On Wed, 4 Apr 2018 18:12:17 +0530, Abhishek Sahu
<absahu@xxxxxxxxxxxxxx> wrote:

Currently the driver uses the ECC strength specified in
device tree. The ONFI or JEDEC device parameter page
contains the âECC correctabilityâ field which indicates the
number of bits that the host should be able to correct per
512 bytes of data.

This is misleading. This field is not about the controller but rather
the chip requirements in terms of minimal strength for nominal use.


Thanks Miquel.

Yes. Its NAND chip requirement. I have used the description for
NAND ONFI param page

5.6.1.24. Byte 112: Number of bits ECC correctability
This field indicates the number of bits that the host should be
able to correct per 512 bytes of data.

The ecc correctability is assigned in
chip parameter during device probe time. QPIC/EBI2 NAND
supports 4/8-bit ecc correction. The Same kind of board
can have different NAND parts so use the ecc strength
from device parameter (if its non zero) instead of
device tree.

That is not what you do.

What you do is forcing the strength to be 8-bit per ECC chunk if the
NAND chip requires at least 8-bit/chunk strength.

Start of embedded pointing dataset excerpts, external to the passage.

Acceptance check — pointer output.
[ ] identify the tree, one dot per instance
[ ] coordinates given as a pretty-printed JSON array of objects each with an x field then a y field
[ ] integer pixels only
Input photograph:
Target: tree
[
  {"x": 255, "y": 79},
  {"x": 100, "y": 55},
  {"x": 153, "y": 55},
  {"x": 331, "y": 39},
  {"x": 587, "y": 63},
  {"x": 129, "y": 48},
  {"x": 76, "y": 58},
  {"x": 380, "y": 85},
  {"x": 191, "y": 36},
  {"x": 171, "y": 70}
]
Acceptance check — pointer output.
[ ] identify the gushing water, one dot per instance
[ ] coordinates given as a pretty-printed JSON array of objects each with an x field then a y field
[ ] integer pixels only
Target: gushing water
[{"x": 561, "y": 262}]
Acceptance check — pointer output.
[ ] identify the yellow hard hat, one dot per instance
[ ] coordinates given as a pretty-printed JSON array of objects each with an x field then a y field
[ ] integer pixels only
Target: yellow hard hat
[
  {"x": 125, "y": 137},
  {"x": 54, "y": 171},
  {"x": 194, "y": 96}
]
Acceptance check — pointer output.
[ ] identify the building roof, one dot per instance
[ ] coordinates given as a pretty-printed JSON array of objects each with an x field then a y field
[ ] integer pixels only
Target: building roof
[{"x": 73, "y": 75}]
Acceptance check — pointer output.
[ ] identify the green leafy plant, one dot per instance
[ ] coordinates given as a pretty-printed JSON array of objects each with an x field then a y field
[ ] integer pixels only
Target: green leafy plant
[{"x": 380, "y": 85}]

The DT property is here to force a strength. Otherwise, Linux will
propose to the NAND controller to use the minimum strength required by
the chip (from either the ONFI/JEDEC parameter page or from a static
table).


The main problem is that the same kind of boards can have different
NAND parts.

Lets assume, we have following 2 cases.

1. Non ONFI/JEDEC device for which chip->ecc_strength_ds
will be zero. In this case, the ecc->strength from DT
will be used
2. ONFI/JEDEC device for which chip->ecc_strength_ds > 8.
Since QCOM nand controller can not support
ECC correction greater than 8 bits so we can use 8 bit ECC
itself instead of failing NAND boot completely.

IMHO, you have two solutions:
1/ Remove these properties from the board DT (breaks DT backward
compatibility though);

- nand-ecc-strength: This is optional property in nand.txt and
Required property in qcom_nandc.txt. We can't remove since
if the device is Non ONFI/JEDEC, then ecc strength will come
from DT only.

2/ Create another DT for the board.


Its not about board but about part. We have IPQ8074 HK01 board
with 4 bit ECC chip/8 bit ECC chip/non ONFI/JEDEC chip.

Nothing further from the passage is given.